Berberine protects acute liver failure in mice through inhibiting inflammation and apoptosis
CO-ORGANIZED EVENT: 5th World Congress on Hepatitis & Liver Diseases & 2nd International Conference on Pancreatic Cancer & Liver Diseases
August 10-12, 2017 London, UK

Lulu Xu, Xia Zheng and Yubin Zhang

China Pharmaceutical University, China

Scientific Tracks Abstracts: J Liver

Abstract:

Liver is an important metabolic organ, which is usually attacked by various toxic substances, such as bacteria, viral hepatitis, alcohol and hepatotoxic drugs. ALF, characterized by a sudden large area of inflammation and extensive hepatocyte death, is defined as a life-threatening disease with a high mortality rate. Although many drugs are commercially available to ALF, there are still no ideal therapeutic methods.
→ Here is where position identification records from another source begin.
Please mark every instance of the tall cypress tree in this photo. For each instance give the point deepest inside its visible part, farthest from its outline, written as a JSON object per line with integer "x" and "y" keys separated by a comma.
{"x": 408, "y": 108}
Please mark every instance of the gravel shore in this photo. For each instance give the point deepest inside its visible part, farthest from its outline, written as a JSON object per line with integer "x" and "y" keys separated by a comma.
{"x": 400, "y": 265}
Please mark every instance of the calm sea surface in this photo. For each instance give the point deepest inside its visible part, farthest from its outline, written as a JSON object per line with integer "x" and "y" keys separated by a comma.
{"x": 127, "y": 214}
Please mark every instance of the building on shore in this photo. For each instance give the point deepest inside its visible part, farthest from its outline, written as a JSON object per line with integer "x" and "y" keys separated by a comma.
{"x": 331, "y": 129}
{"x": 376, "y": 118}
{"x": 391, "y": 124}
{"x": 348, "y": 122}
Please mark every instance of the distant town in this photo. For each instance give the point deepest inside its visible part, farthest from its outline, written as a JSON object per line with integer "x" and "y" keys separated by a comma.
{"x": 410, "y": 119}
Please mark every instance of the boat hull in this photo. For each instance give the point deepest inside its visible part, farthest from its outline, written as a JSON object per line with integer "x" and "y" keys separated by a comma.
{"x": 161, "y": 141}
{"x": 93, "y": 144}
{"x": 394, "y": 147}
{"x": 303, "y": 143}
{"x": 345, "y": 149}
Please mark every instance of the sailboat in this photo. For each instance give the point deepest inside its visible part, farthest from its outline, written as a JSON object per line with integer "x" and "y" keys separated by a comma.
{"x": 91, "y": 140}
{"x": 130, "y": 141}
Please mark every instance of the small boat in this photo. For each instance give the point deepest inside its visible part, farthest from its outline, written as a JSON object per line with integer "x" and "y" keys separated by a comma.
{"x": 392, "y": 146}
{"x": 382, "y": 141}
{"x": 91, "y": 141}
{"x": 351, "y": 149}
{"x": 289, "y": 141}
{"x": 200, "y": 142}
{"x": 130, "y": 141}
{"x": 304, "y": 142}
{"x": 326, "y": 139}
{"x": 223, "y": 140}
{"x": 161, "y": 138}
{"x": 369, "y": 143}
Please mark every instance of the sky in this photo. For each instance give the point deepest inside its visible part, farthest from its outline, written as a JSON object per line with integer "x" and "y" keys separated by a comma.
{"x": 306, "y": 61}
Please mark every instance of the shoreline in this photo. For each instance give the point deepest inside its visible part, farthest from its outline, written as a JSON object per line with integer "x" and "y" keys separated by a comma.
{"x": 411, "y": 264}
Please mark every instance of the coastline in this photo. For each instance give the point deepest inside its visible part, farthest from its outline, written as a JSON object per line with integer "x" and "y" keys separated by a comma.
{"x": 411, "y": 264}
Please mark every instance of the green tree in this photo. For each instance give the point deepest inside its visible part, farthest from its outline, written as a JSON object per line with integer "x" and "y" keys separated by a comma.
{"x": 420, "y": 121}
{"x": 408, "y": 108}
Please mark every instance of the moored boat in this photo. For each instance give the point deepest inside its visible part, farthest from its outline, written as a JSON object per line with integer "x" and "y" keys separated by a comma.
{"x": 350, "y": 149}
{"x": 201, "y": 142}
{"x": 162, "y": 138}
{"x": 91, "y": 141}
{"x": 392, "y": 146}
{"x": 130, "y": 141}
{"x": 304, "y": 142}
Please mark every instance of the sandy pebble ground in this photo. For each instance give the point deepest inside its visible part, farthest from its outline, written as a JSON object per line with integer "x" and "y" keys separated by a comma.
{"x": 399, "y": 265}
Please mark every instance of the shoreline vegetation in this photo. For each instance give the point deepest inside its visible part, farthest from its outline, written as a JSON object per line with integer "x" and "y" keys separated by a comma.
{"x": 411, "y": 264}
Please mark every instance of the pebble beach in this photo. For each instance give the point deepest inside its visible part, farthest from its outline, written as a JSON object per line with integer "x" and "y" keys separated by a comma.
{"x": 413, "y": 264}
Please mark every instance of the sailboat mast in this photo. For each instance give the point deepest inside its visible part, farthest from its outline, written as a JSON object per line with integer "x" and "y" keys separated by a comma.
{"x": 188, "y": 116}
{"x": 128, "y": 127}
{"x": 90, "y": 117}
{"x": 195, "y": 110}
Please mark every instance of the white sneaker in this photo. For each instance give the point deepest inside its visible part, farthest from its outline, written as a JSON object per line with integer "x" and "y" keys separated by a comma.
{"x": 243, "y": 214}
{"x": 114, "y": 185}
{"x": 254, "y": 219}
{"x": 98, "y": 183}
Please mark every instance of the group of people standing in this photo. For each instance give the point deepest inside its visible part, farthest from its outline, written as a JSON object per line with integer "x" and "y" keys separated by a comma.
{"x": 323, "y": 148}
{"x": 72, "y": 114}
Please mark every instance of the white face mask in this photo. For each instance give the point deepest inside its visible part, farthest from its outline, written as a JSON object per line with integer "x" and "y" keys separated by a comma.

Berberine (BBR), an isoquinoline alkaloid extracted from Chinese herb Rhizoma Coptidis, has several pharmacological activities. The study was aimed to investigate the effect of BBR on ALF in vivo and in vitro. Mice were administered intraperitoneally with BBR (5, 10 and 15 mg/kg/d) and orally with silymarin (200 mg/kg/d) for 3 days prior to an injection of D-Galactosamine (D-GalN)/lipopolysaccharide (LPS). The mortality and liver damage were subsequently evaluated. The results showed that BBR attenuated D-GalN/LPS induced liver damage, as evidenced by the reduction of mortality, the alleviation of liver pathological changes and the down-regulation of alanine aminotransferase (ALT)/aspartate aminotransferase (AST). Additionally, BBR exerted anti-oxidant capacity with the rise of hepatic glutathione (GSH) in ALF. The data also exhibited that BBR suppressed D-GalN/LPS induced the nuclear translocation of NF-κB p65 and the expressions of tumor necrosis factor-α (TNF-α) and interleukin-6 (IL-6) at mRNA and protein levels. In vitro, human L02 hepatocytes injury was stimulated by D-GalN (5 mM)/TNF-α (100 ng/ml) and the cell apoptosis was improved by preincubation with BBR. Western blotting showed that BBR effectively suppressed apoptosis via modulating bax/bcl-2 rate, cytochrome c release and caspase-3/-9 cleavage. In summary, we concluded that BBR may be a potential strategy for the treatment of ALF. Our findings demonstrated that the hepatoprotective property of BBR was relied on inhibiting inflammation and apoptosis in ALF.

Biography :

Lulu Xu is doing her PhD in Life Sciences from the School of Life Science and Technology, China Pharmaceutical University. Her research work focuses on liver diseases. She has done her Bachelor's degree from China Pharmaceutical University, China.